Medical services in Guatemala City are generally top-notch, particularly in many private hospitals. Outside the capital, there are several private hospitals providing quality medical care in urban areas. Public facilities such as the Instituto Guatemalteco de Seguridad Social (IGSS) should be avoided, as they are set up to cater to low-income people with no other alternative and are notoriously understaffed and underfunded. Rural areas are extremely lacking in health care, which has resulted in the presence of Cuban doctors in parts of the highlands who have arrived to help bridge the health-care gap. Asistur can help you find excellent English-speaking doctors for those under its coverage.

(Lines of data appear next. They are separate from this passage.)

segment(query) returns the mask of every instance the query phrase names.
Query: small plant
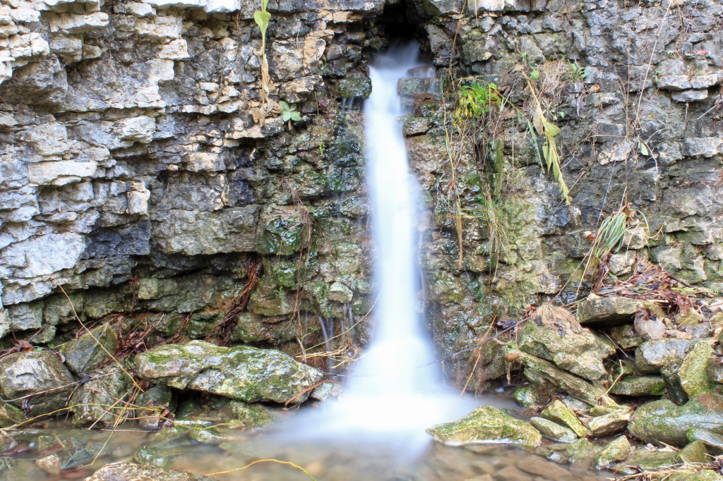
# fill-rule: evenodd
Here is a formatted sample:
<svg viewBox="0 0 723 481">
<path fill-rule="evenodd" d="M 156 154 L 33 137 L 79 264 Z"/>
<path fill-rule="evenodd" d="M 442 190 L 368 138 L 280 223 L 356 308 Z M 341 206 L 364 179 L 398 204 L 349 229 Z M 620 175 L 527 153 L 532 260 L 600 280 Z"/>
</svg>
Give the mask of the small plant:
<svg viewBox="0 0 723 481">
<path fill-rule="evenodd" d="M 495 84 L 475 82 L 459 89 L 459 100 L 455 116 L 458 119 L 479 119 L 492 107 L 501 107 L 502 96 Z"/>
<path fill-rule="evenodd" d="M 254 113 L 254 117 L 261 124 L 264 124 L 266 116 L 270 113 L 275 105 L 269 103 L 269 93 L 271 87 L 271 77 L 269 76 L 269 63 L 266 58 L 266 30 L 269 27 L 269 21 L 271 20 L 271 14 L 266 11 L 268 6 L 269 0 L 261 0 L 261 9 L 254 12 L 254 21 L 259 26 L 259 31 L 261 32 L 261 48 L 254 51 L 254 53 L 261 57 L 261 107 L 258 112 Z"/>
</svg>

In many cases pharmacists sometimes serve as de facto doctors, as prescriptions are not necessary for medications in Guatemala. Patients will often describe symptoms and take something on the pharmacist’s recommendations. Still, it’s always best to see a doctor. Many drugs can be found more cheaply in Guatemala, as they are produced locally by a handful of pharmaceutical companies.
In almost every town, at least one pharmacy will be open all night thanks to a system known as farmacia de turno (on-call pharmacy), in which the local pharmacies stay open on a rotating basis. Local newspapers publish a listing of these pharmacies and sometimes the outlets themselves have a neon sign stating as such.